Latin American data on myeloid neoplasms of germline origin are scarce. Currently, WHO lists over 50 associated genes, with up to 15% of myelodysplastic syndromes (MDS) in adults potentially having a germline origin.

To describe the clinical and genetic data of individuals with myeloid neoplasms of germline origin.

Patients with MDS and AML under follow-up at a public hospital in São Paulo between 2021 and 2024 were included. The study was approved by the local Research Ethics Committee (CAAE: 7965622.7.0000.0068). Suspected germline origin was assessed based on established criteria (NCCN, ELN). Whole-genome sequencing was funded by the Brazilian Rare Genomes Project and performed on peripheral blood using the Illumina® platform (22 cases). Oncomine™ Myeloid Research Assay panel was used to screen for somatic variants in 79 genes (10 cases). In three cases, PCR for specific genes were performed. Cytogenetic testing (karyotype and FISH) was also conducted. In five selected cases, variant analysis was performed on fibroblast culture-derived DNA to confirm germline origin.

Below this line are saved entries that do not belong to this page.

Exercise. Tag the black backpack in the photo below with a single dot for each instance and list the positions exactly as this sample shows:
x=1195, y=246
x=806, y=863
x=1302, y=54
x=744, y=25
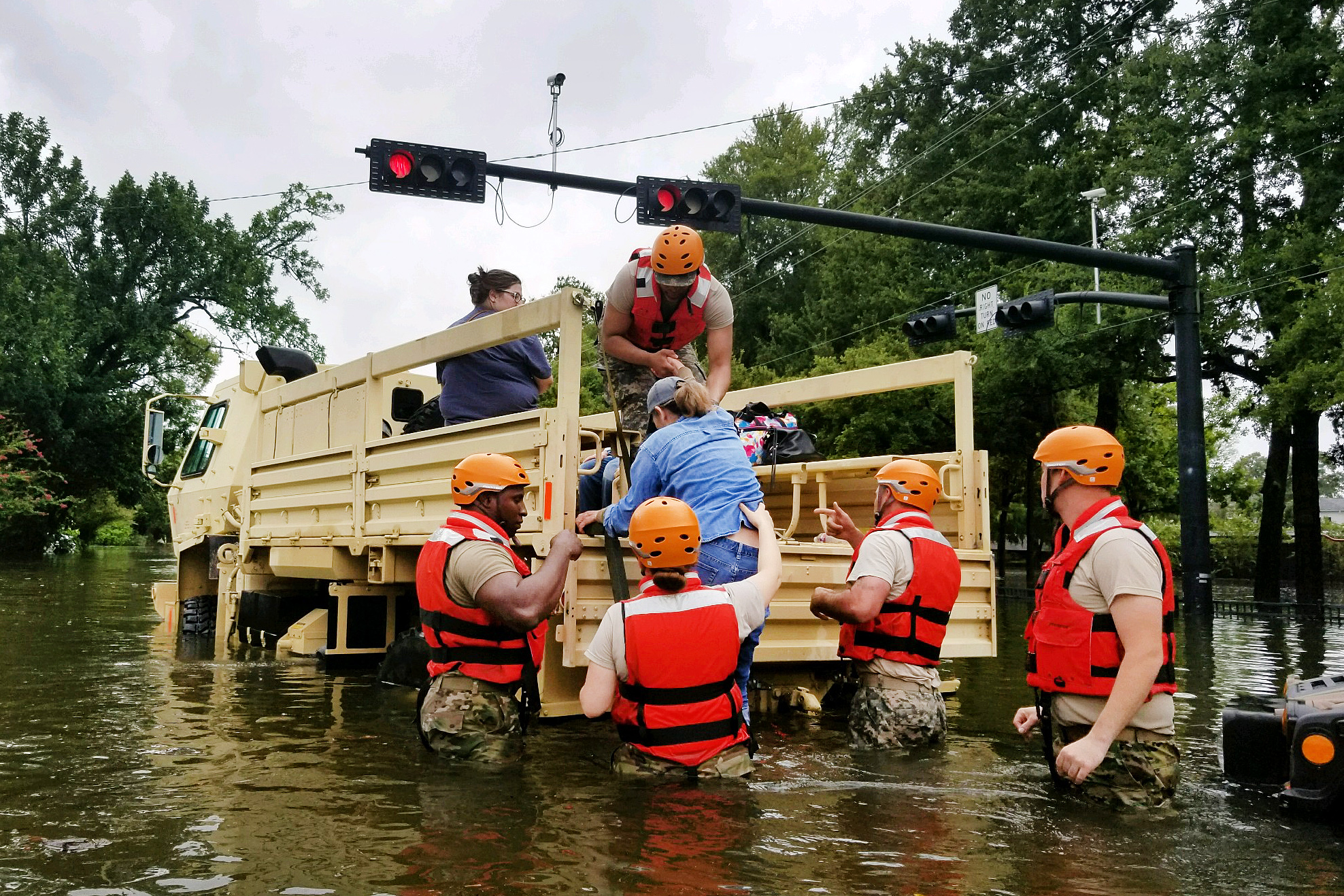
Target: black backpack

Twenty-five patients (5 AML, 20 MDS; median age 34 years [24–53]; 48% male) met the criteria for germline origin screening. Of these, 20 cases had an identified target gene mutation (CEBPA = 2, TP53 = 2, ERCC6L2 = 2, MPL = 2, RUNX1 = 3, ANKRD26 = 4, TET2 = 1, SAMD9 = 1, GATA2 = 1, BLM = 2). Notably, five of these variants were classified as VUS (Variants of Uncertain Significance) in databases. Regarding features suggestive of germline origin, 75% had a positive family history, and 70% had MDS diagnosed before age 40. Among MDS patients, five progressed to AML, with only one alive and in remission post-allogeneic stem cell transplantation. Clonal evolution was studied in ten cases of MDS and identified in four patients (TP53, NPM1, SF3B1, and complex karyotype), two of whom progressed to AML. The ERCC6L2 cases involved siblings sharing the rs574312958 variant, previously unreported in databases and initially classified as VUS. We highlight that this gene is not a part of most commercial NGS panels. Notably, the proband who developed AML exhibited clonal evolution with the emergence of a pathogenic TP53 variant (rs121912651), a well-documented association in the literature. Another remarkable case involved siblings with a BLM variant (c.2207_2212delATCTGAinsTAGATTC), typically a founder mutation in Ashkenazi Jewish populations associated with Bloom syndrome, despite the patients lacking classic phenotypic features or Jewish ancestry. Interestingly, one sibling also carried an NF1 microdeletion (chr17:31328557-31398568x1), which is germline in up to half of cases and was associated with a neurofibromatosis phenotype (café-au-lait spots, freckling, and a scalp neurofibroma). A novel variant (ANKRD26: c.4952A>C) was identified in a 53-year-old female with pancytopenia and two brothers with isolated thrombocytopenia.

This is one of the few studies on myeloid neoplasms of germline origin in Latin America, describing novel variants and assessing clonal evolution. This initiative aims to be expanded, with results contributing to the establishment of a dedicated follow-up and genetic counseling clinic for patients and their families.